Formula 1 is set to take over the vibrant city of Las Vegas. Amidst the dazzling lights and high energy, drivers will compete on a 6.2km street circuit that winds through the city’s iconic Strip and other entertainment landmarks. However, the unknown elements of this new circuit present significant challenges, especially for Pirelli, the tire supplier for the teams.
Pirelli’s motorsport boss, Mario Isola, explains that this race will be a major technical challenge for both the teams and Pirelli. With no real references apart from simulation, they are heading into this race blind. The track’s surface will be a mix of the usual street asphalt and parts that have been completely re-asphalted for the occasion, adding another unknown element.

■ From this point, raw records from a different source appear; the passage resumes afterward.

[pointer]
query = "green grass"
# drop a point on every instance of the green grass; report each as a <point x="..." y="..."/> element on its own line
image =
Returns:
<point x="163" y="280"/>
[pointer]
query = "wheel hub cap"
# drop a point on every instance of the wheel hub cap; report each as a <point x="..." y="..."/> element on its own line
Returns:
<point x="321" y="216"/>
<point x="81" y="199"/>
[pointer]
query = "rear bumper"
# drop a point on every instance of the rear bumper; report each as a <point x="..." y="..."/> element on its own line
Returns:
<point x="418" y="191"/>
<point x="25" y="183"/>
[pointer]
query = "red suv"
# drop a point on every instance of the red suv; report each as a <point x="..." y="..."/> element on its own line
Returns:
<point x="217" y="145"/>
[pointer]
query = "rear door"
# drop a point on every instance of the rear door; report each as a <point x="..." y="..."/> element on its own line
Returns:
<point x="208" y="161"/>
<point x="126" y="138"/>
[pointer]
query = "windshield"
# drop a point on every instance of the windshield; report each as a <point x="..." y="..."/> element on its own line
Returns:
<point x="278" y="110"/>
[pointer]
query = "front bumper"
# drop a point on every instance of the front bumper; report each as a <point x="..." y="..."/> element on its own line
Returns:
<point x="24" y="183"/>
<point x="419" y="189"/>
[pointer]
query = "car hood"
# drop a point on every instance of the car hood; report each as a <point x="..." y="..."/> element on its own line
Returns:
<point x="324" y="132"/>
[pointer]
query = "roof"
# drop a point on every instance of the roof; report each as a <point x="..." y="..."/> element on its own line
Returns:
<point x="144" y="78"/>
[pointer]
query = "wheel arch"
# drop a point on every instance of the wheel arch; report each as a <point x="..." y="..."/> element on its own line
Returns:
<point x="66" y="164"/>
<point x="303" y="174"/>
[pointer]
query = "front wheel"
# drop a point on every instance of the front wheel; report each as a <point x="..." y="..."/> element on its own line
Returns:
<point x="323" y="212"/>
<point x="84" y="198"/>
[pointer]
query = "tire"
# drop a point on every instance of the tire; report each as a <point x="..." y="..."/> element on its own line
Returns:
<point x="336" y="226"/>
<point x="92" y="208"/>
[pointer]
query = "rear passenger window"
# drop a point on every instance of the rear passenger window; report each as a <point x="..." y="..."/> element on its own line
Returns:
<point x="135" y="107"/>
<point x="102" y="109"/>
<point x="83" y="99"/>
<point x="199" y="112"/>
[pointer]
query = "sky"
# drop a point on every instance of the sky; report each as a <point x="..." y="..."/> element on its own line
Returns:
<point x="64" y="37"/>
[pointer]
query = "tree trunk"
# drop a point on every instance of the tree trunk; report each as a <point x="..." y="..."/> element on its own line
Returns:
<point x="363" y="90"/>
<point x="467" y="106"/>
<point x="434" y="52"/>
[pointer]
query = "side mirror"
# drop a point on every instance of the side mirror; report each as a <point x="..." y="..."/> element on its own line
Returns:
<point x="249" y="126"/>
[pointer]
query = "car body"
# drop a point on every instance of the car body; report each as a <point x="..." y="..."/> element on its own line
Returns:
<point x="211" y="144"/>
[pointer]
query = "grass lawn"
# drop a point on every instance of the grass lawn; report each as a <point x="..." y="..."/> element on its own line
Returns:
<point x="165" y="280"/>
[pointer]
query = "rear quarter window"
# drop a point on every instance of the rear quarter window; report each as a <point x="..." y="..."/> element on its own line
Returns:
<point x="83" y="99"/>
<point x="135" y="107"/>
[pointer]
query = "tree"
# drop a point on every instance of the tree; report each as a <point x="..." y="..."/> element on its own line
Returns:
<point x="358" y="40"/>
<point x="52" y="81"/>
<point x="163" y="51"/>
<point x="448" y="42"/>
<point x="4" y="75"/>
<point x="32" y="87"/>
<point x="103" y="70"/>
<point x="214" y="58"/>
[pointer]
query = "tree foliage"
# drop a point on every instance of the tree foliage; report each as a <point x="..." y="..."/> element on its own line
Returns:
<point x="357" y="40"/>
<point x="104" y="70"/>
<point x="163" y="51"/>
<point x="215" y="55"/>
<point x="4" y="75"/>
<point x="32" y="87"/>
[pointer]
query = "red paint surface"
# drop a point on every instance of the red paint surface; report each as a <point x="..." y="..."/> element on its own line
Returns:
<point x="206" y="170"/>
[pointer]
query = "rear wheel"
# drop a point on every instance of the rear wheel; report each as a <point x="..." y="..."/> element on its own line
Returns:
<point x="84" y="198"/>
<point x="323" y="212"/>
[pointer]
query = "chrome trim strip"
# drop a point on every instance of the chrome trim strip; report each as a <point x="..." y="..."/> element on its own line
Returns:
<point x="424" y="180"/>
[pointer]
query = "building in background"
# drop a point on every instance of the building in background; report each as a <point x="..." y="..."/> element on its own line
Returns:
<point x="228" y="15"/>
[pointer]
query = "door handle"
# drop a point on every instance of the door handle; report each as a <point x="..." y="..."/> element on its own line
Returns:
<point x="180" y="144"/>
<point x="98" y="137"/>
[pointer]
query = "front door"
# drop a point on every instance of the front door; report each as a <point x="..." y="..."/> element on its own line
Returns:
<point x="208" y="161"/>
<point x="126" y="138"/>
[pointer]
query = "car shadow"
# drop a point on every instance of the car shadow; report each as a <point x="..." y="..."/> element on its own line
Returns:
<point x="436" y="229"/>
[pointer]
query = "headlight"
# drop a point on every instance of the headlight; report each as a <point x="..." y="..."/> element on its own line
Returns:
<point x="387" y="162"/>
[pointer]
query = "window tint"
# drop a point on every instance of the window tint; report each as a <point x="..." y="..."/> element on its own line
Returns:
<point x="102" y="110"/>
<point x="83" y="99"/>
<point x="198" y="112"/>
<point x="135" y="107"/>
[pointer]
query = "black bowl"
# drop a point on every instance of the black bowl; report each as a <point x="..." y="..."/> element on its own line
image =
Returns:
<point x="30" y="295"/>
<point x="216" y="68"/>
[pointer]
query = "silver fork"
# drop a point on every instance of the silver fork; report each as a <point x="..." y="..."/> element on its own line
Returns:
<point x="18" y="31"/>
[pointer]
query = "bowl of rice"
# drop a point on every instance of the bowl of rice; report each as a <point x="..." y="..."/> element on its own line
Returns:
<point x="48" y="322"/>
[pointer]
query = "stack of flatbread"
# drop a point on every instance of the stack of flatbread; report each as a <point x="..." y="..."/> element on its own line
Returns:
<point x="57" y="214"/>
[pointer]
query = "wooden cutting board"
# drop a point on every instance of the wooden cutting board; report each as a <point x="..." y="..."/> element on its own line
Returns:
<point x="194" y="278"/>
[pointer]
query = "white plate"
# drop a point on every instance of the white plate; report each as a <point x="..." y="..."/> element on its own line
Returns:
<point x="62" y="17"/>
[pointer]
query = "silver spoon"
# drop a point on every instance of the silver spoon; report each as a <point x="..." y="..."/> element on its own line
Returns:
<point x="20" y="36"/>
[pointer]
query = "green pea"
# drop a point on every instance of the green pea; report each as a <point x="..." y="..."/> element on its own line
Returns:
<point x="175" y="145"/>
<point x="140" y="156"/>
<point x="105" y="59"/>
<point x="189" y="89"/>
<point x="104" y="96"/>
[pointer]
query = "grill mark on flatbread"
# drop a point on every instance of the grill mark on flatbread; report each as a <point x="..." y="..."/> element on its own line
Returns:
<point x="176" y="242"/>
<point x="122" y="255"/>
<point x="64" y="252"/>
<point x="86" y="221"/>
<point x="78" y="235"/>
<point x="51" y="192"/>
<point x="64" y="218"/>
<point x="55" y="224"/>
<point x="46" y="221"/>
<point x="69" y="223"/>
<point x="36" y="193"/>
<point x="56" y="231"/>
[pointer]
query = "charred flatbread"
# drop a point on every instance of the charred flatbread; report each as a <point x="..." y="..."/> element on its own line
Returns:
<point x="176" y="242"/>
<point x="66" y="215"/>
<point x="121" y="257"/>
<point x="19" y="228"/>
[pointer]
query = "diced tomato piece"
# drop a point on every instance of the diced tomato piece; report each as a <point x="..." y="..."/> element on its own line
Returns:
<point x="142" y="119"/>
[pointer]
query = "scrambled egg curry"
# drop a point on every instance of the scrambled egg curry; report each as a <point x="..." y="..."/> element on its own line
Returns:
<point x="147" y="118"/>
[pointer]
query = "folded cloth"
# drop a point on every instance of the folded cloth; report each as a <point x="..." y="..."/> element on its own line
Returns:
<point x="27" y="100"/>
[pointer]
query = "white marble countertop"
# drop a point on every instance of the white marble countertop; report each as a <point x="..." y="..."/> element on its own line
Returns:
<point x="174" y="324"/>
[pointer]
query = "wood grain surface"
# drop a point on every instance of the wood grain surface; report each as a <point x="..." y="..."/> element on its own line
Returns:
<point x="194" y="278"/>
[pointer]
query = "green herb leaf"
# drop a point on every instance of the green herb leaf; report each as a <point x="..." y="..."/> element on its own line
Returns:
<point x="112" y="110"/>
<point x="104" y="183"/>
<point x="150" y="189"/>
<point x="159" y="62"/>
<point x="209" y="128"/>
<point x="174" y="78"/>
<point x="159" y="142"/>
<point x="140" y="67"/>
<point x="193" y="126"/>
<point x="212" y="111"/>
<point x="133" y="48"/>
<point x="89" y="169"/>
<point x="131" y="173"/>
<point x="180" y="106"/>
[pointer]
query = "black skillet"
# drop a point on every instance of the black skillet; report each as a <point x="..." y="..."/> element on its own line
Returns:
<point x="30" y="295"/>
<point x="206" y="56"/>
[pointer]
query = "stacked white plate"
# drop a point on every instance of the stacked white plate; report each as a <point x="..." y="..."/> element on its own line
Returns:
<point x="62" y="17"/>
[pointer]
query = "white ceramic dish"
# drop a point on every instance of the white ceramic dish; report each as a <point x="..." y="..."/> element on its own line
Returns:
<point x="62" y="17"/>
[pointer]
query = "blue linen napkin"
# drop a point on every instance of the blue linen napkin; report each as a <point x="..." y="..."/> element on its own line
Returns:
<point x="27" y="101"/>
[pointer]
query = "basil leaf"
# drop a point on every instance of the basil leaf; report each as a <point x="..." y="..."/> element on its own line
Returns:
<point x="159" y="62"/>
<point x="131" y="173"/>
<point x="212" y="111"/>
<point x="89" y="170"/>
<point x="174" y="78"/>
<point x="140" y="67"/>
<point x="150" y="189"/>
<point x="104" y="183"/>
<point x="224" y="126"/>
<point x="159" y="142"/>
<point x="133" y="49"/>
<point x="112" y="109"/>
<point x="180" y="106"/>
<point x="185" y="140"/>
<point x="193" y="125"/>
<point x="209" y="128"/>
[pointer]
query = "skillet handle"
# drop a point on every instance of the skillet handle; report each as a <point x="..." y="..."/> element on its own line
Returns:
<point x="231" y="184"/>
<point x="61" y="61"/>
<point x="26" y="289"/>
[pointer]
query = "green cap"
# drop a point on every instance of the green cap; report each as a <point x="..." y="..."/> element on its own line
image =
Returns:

Moreover, the cold and nocturnal environment of Vegas could potentially disrupt tire temperatures and grip. With forecasts calling for single-digit Celsius temperatures during the weekend’s sessions, maintaining optimal tire temperatures could be a struggle.
To combat these challenges, Pirelli has selected its three softest compounds for the race weekend. Isola explains that these compounds should guarantee good grip. The minimum tire pressures will be 27 psi at the front and 24.5 psi at the back, due to the expected low temperatures and the track layout.
More about the Las Vegas GP
- For the first time in F1 history the sessions will overlap more than one day, with a different schedule for the night race weekend. The first free practice session will take place on Thursday at 20:30 while FP2 runs from 12 midnight to 01:00 on Friday. FP3 is on Friday at 20:30, with qualifying then taking place from midnight to 01:00 on Saturday. The race starts on Saturday at 22:00.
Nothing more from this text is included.